Japan’s Kashiwazaki-Kariwa nuclear power plant, the world’s largest by potential capacity, is set to restart next week following a suspension caused by a technical alarm, officials said Friday.
Takeyuki Inagaki, head of the TEPCO-run facility, told a press conference that the reactor is scheduled “to start up on February 9.”
The announcement follows an aborted restart on January 21, which was halted the next day after a monitoring system alarm was triggered. According to Inagaki, the alarm caused by a misconfigured setting detected minor fluctuations in electrical current in a cable, all within safe operational limits. TEPCO has since adjusted the alarm settings, confirming that the reactor is safe to operate.
Commercial operation is expected to begin on or after March 18, following a final comprehensive inspection. Only one of the plant’s seven reactors will resume operation initially.

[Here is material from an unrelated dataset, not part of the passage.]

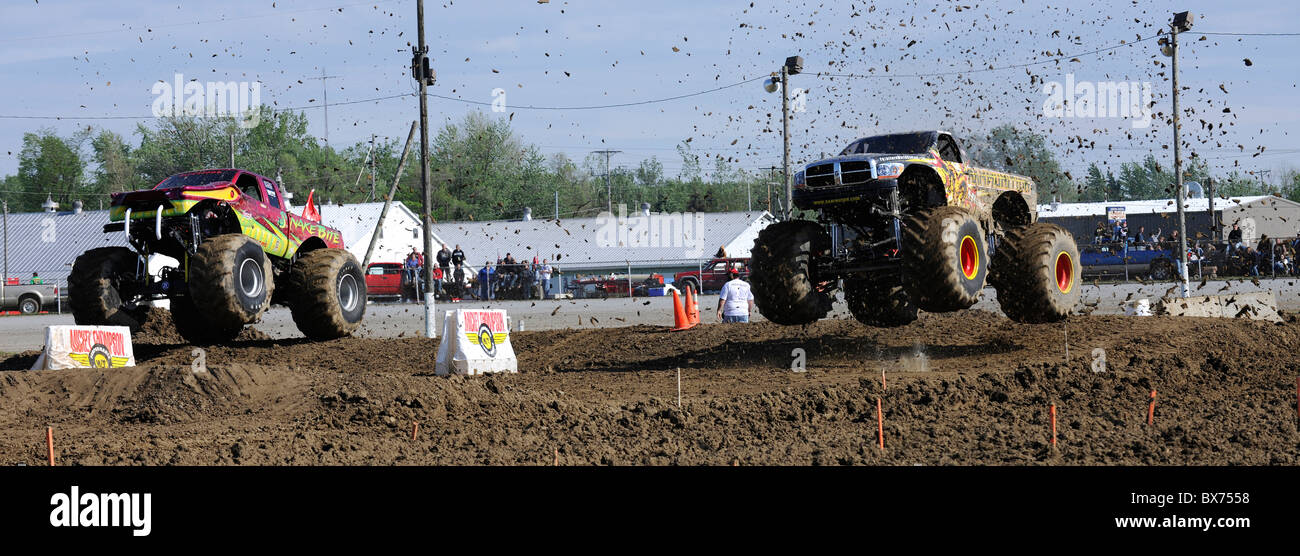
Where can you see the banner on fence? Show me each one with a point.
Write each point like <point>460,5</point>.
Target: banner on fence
<point>475,342</point>
<point>86,347</point>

The facility had been offline since Japan shut down its nuclear fleet in the wake of the 2011 Fukushima disaster, when a massive earthquake and tsunami led to meltdowns at three reactors in the Fukushima Daiichi plant. Kashiwazaki-Kariwa will be the first TEPCO-operated unit to restart since then. TEPCO also continues to manage the decommissioning of Fukushima Daiichi.
Japan, which lacks significant domestic energy resources, is seeking to revive nuclear power to reduce fossil fuel dependence, achieve carbon neutrality by 2050, and meet rising electricity demand driven in part by artificial intelligence technologies.

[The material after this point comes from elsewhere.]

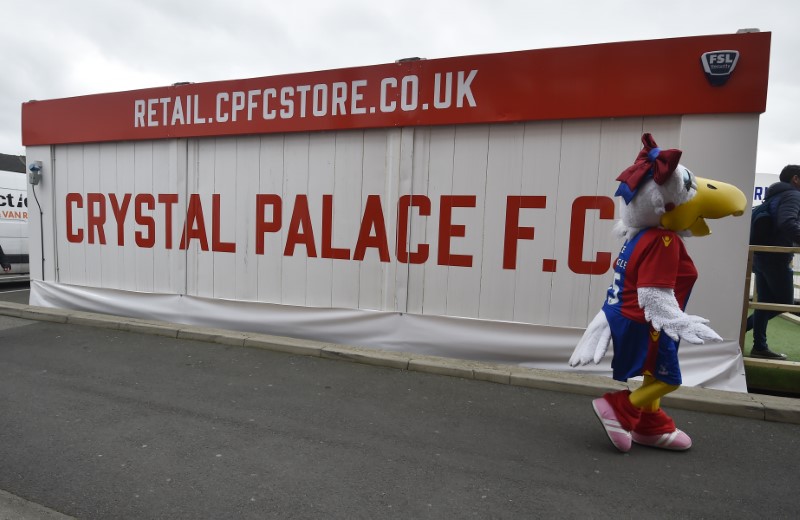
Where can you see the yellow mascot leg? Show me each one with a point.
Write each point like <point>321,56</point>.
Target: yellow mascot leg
<point>648,396</point>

Public opinion in the surrounding area remains deeply divided. A Niigata prefecture survey in September found that roughly 60 percent of residents oppose the restart, while 37 percent support it.
In January, seven local groups opposed to the restart submitted a petition signed by nearly 40,000 people to TEPCO and Japan’s Nuclear Regulation Authority, citing concerns that the plant sits on an active seismic fault and recalling a strong earthquake that struck the area in 2007.